To ease public anxiety, Mr. Lobb and his helpers in the industry scour the media for more-upbeat reports. He recently circulated comments by Anthony Fauci, director of the National Institute of Allergy and Infectious Diseases, who said that "it is impossible to predict" whether the bird-flu virus will trigger a pandemic. Mr. Lobb also called attention to comments by Agriculture Secretary Mike Johanns who noted that the industry has taken extra steps to protect chickens and that cooking the birds at 165 degrees kills the virus.

To show off the plumped-up "bio-security" steps taken by many producers, Mr. Lobb recently conducted a tour of the Valley Pike Farm in Broadway, Va., an independent family farm under contract with Pilgrim's Pride Corp. to produce 600,000 chickens a year.

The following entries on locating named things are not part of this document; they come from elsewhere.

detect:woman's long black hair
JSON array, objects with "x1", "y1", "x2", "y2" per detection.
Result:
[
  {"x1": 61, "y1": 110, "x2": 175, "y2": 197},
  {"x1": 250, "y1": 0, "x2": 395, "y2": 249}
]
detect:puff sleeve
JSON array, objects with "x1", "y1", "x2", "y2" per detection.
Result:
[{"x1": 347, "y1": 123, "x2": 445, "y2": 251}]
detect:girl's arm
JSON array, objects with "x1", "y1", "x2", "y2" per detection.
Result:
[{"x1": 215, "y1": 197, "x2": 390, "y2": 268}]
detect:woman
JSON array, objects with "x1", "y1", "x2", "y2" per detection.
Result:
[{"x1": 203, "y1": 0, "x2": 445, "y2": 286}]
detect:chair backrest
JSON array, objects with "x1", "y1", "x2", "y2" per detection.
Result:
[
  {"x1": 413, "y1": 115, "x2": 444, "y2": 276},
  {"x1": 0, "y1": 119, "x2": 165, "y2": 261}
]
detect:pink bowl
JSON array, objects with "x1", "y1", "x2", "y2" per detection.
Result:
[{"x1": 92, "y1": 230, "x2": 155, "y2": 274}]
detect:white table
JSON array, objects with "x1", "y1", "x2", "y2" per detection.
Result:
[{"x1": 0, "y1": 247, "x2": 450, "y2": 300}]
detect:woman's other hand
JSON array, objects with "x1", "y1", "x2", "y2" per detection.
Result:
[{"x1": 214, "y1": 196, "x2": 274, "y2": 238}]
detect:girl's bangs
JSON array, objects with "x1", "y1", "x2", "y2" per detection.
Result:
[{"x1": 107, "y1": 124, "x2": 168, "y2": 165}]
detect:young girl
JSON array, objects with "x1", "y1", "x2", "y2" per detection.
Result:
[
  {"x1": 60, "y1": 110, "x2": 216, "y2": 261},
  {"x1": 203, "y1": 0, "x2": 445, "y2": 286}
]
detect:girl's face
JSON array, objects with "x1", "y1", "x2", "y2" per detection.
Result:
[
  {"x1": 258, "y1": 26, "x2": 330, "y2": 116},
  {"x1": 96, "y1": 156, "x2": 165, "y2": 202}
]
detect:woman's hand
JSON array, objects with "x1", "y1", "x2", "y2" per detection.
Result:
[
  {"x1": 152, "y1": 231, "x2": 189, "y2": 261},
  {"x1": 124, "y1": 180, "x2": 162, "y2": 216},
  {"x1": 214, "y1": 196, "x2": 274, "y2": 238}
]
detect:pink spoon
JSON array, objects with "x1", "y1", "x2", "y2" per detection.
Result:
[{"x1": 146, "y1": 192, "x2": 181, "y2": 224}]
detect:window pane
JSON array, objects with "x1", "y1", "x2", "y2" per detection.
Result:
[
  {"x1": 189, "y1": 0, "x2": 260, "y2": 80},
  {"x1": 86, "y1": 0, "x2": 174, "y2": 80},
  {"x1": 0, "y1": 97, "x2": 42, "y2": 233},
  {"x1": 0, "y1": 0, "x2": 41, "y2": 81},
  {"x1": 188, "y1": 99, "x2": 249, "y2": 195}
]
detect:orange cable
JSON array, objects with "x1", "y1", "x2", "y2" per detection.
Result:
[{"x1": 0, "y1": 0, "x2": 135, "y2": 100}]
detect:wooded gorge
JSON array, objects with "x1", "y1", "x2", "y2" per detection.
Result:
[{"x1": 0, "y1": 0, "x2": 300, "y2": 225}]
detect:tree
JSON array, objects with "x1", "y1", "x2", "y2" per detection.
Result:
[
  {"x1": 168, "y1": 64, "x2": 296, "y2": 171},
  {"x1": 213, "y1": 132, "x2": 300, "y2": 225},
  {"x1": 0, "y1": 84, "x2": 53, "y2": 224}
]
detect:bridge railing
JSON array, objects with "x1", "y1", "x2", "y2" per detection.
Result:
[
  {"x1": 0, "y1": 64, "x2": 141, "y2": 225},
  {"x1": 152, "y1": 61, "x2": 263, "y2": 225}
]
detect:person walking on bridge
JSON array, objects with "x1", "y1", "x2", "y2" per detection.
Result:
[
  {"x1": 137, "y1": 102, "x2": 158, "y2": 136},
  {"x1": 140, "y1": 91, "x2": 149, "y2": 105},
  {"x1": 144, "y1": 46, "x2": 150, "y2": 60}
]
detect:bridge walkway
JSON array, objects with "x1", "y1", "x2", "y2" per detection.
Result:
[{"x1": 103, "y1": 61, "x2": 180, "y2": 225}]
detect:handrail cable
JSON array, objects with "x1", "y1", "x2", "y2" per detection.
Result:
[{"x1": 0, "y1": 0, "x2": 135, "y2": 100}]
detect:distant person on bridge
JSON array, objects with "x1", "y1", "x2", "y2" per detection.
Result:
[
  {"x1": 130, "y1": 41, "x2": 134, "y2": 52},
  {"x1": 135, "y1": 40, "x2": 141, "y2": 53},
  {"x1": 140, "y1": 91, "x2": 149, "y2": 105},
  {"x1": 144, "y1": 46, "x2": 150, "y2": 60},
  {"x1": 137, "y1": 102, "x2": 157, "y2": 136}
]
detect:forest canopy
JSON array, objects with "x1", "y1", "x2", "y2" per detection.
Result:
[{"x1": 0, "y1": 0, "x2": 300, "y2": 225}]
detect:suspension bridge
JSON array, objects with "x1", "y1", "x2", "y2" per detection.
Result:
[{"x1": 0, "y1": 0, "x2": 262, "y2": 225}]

Before entering an enclosed chicken house containing 25,000 birds, Mr. Lobb and his entourage donned cotton overalls, gloves and hairnets and disinfected their rubber boots. The chickens rested in the dimly lighted wooden enclosure heated by gas to a temperature of 92 degrees. Except for a door, there are no openings to the outside and air circulation is helped by a fan. "There's no chance a wild bird will get into this house," says Matt Lohr, who owns the farm with his father, Gary. "Chicken is safe to eat."

Which, of course, is exactly the message Mr. Lobb, who refers to bird flu as "AI" -- for avian influenza -- is pushing. As for the ABC movie, he's not planning on watching; instead, he'll be attending a Boy Scouts meeting. He hopes TV watchers will be lured by a competing show. "The other AI ["American Idol"] may come in handy," he says.